Cosa che significa che “costruire una società più solidale, più fraterna, e una comunità cristiana più aperta”, è da stolti. Soprattutto è da stolti non cercare prima il Regno di Dio e la Sua giustizia.

Anche qui, quindi, troviamo la visione terrena di Bergoglio, priva della prospettiva del Cielo; e con l’aggravante che questo insistente richiamo ai “rifugiati”, stravolge perfino la preoccupazione per il prossimo, dal momento che induce a non curarsi delle sorti del nostro prossimo più prossimo: le nostre famiglie, i nostri figli, i nostri compaesani; e non si cura neanche delle sorti della nostra stessa religione, avviata, con i “rifugiati”, alla sua mutazione: da religione di Dio a religione del mondo, poliedrica, polivalente, inclusiva e quindi senza Dio.

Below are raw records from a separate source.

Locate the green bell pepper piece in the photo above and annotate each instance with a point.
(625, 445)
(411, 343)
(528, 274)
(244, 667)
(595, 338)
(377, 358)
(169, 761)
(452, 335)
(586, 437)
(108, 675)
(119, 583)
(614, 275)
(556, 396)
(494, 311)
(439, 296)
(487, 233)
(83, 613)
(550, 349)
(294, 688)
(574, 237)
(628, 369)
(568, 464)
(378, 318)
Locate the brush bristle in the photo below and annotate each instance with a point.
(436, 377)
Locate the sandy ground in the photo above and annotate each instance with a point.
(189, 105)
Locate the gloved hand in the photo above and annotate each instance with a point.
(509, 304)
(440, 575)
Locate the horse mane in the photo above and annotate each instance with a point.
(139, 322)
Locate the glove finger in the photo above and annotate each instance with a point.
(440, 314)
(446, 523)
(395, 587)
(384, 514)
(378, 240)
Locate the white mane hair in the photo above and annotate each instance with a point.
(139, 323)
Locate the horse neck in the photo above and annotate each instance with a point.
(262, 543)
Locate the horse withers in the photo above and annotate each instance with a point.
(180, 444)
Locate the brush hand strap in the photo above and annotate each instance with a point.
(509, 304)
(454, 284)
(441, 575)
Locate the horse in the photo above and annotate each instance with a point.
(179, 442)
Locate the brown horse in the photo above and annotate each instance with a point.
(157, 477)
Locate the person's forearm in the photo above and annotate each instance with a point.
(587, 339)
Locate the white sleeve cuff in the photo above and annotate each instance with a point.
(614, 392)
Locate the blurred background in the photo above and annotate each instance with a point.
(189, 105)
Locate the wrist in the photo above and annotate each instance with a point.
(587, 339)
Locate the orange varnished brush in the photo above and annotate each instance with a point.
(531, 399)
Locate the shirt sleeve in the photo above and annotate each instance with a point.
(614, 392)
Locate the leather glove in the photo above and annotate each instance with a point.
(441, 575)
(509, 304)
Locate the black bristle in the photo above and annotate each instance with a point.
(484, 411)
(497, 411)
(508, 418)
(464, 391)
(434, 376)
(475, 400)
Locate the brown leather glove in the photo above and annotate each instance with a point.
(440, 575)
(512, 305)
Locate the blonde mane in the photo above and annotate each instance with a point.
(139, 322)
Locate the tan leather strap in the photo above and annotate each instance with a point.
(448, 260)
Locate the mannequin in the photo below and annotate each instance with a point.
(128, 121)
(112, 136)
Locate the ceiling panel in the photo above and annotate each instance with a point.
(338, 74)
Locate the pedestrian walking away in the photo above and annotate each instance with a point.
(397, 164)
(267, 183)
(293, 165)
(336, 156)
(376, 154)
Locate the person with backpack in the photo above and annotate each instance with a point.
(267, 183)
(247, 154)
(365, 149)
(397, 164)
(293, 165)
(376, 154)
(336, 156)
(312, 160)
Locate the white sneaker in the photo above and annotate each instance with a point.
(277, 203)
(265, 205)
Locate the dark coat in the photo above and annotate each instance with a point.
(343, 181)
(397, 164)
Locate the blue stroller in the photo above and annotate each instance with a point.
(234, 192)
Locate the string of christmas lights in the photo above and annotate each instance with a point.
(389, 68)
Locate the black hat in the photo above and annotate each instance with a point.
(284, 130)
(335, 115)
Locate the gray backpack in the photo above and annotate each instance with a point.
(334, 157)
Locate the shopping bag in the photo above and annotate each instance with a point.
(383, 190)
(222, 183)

“Una comunità cristiana più aperta, secondo il Vangelo” non è quella sollecitata da Bergoglio… aperta a chiunque, credente o miscredente, entri in casa nostra per stravolgerne usi, costumi e religione…; ma è una comunità pronta ad accogliere chiunque voglia abbracciare la vera religione, diventare seguace di Nostro Signore, e, una volta diventato cristiano, lavorare con i confratelli per aiutarsi “l’un l’altro” a conseguire la vita eterna.

Bergoglio, in quanto successore di San Pietro, almeno nominalmente, non “conferma i fratelli nella fede”, ma li distoglie dalla fede.  Come si chiama questo? Eresia? Ai teologi l’ardua sentenza!